On the other hand, if you refinanced by paying 1 point and
got a rate of 8.25%, it may not make sense to refinance again.
Now, if the rates drop another 1/2%, a zero-point/zero-fee
loan can drop your rate to 7.75%, whereas if you paid points,
you may have to do a break-even analysis to decide if refinancing
will save you money.
The
zero-point/zero-fee loan eliminates the need to do a break-even
analysis since there is no up-front expense that needs to
be recovered. It also is a great way to take advantage of
falling rates.
Some
consumers have used zero-point/zero-fee loans on adjustable
loans to refinance their adjustables every year and pay a
very low teaser rate.
What
are the disadvantages of a zero-point/zero-fee loan?
The
main disadvantage is that you are paying a higher rate than
you would be paying if you had paid points and closing costs.

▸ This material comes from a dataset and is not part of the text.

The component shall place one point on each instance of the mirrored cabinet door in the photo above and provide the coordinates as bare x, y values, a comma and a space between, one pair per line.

If you keep the loan for long enough, you will pay more––since
you have higher mortgage payments. In the scenario where
you plan to stay in the house for more than 5 years, and
if rates never drop for you to refinance, you could wind
up paying more money. If, on the other hand, you plan to
stay at a property for just 2-3 years, there really is no
disadvantage of a zero-point/zero-fee loan.
Whose
money is it?
Since
you are being paid "cash" up-front in exchange for a higher
rate, it really is your own money that will be paid in the
future through higher payments. Investors who fund these
loans hope that you will keep the loans for long enough to
recoup their up-front investment. If you refinance the loans
early, both the servicer and the investor could lose money.
To
summarize, zero-point/zero-fee loans in many cases are good
deals. Make sure, however, that the lender pays for your
closing costs from rebate points and NOT by increasing your
loan amount. So if your old loan amount was $150,000, your
new loan amount should also be $150,000. You may have to
come up with some money at closing for recurring costs (taxes,
insurance, and interest), but you would have to pay for these
whether you refinanced or not.
Zero-point/zero-fee
loans are especially attractive when rates are declining
or when you plan to sell your house in less than 2-3 years.
Zero-point/zero-fee
loans may not be around forever. Lenders have discussed adding
a pre-payment penalty to such loans, however few lenders
have taken steps to implement such a measure.